И, переговорив с кем-то, отправила двоих девок по адресам. Едва положила трубку, снова позвонили клиенты, попросили троих девочек. Тонька радовалась. А у Егора закрался в душу страх. Он особо одолел, когда в доме к полуночи не осталось никого, кроме матери, сестры и Алешки. Такого внезапного спроса на баб не было никогда.
"Не к добру!" — вспомнилась угроза Маринки. И мужик, оставшись один на кухне, долго курил, никак не хотел ложиться спать. Беспокойство не проходило. И Егор, выключив свет, сел у окна, отдернув занавеску, смотрел за окно в черную, непроглядную ночь.
Ему вспомнилось, как много лет назад сумерничал он с отцом вот здесь, на этой кухне. Говорили о будущем.
Отец тогда мечтал купить за городом дачу с садом поблизости от реки, чтобы рядом был лес.

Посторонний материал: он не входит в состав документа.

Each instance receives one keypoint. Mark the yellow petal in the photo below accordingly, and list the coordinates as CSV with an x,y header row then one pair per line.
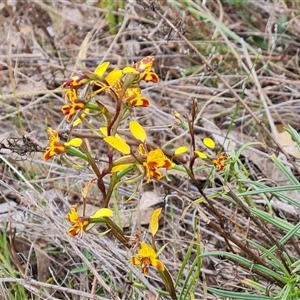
x,y
153,226
157,264
137,131
100,70
201,154
120,167
118,144
103,130
208,142
130,70
74,142
181,150
102,212
113,77
146,251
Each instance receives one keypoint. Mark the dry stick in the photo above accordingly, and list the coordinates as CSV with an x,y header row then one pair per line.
x,y
102,283
236,241
246,107
31,284
227,236
258,223
243,103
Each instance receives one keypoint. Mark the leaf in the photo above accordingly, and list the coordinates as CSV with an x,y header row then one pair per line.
x,y
138,131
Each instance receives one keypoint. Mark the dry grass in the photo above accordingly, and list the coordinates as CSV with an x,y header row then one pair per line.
x,y
252,45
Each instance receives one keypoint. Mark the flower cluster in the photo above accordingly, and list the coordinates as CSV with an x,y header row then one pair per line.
x,y
151,161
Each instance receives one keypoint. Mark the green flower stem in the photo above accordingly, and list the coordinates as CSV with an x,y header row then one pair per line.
x,y
117,232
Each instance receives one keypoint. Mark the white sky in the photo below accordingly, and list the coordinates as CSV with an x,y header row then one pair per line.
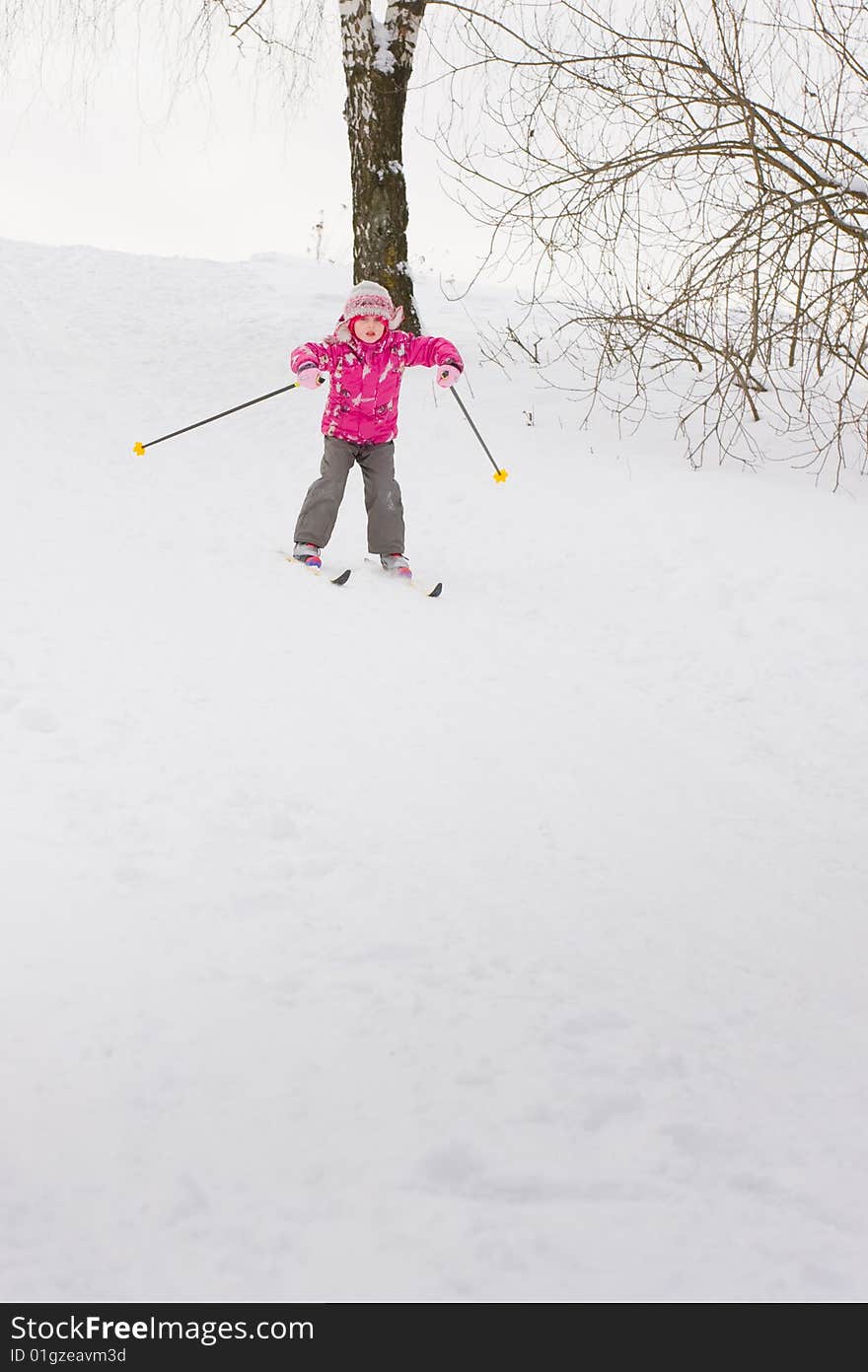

— Я, сынок, люблю деревню, землю. Сам в деревушке родился и рос. Дом там был. Неважнецкий, под соломенной крышей. Кроватей не имели. Спали на полатях. А старики на русской печке, с малышами. Был у нас огород и большой сад, своя пасека, корова и кляча, даже куры. Не знали мы ни холодильников, ни телевизоров, не слышали о пылесосах. Бабы белье стирали руками. И гладили каталкой да рубелем. И знаешь, тогда мы счастливее жили. Хотя работы было невпроворот. Никто не бездельничал. Я в три года коня водил, огород с отцом пахал. Поверишь, к сумеркам с ног валился от усталости. А домой вернемся, бабка борщом, кашей накормит, пироги выставит. Вот и большая семья была — восемнадцать детей, а в харчах никогда нужды не знали. Ничего из еды в магазинах не покупали. Все свое. И не знали голода! Никто не был разутым иль раздетым. Всяк имел свои портки и лапти. Не только мы, вся деревня так жила — открыто и бесхитростно. Не слыша о воровстве, разбоях. Замков не видели в глаза. Может оттого, что души были чистыми. Верили друг другу. Сосед к соседу всегда зайти мог, в любое время. Как жаль, что ушли те годы! И не вернуть их никогда. Только память болит. Так хочется мне плюнуть на все свои званья, степени и должности! Снять ботинки! И босиком, как когда-то в детстве, бежать в свою деревню, где все понятно. Где человека ценили не за звания и должность. Где боялись и любили только Бога, а не власть! Где не было лжи! А люди — с глазами детскими жили. И умирали, не замутив их! Но как вернуться? Виноват я перед деревенькой, людьми и землей! Перед рекой и родником, перед тобой и даже перед самим собой. Не будет мне ни прощенья, ни пощады. Искупить бы, исправить, да как? Поздно, сынок! Жизнь в обратную сторону не повернешь. Она по мне проехалась. А я — дурак считал себя наездником! Все оттого, что, покинув деревню, я потерял землю под ногами, остался без корней. А без них как сыскать доброе тепло в душе?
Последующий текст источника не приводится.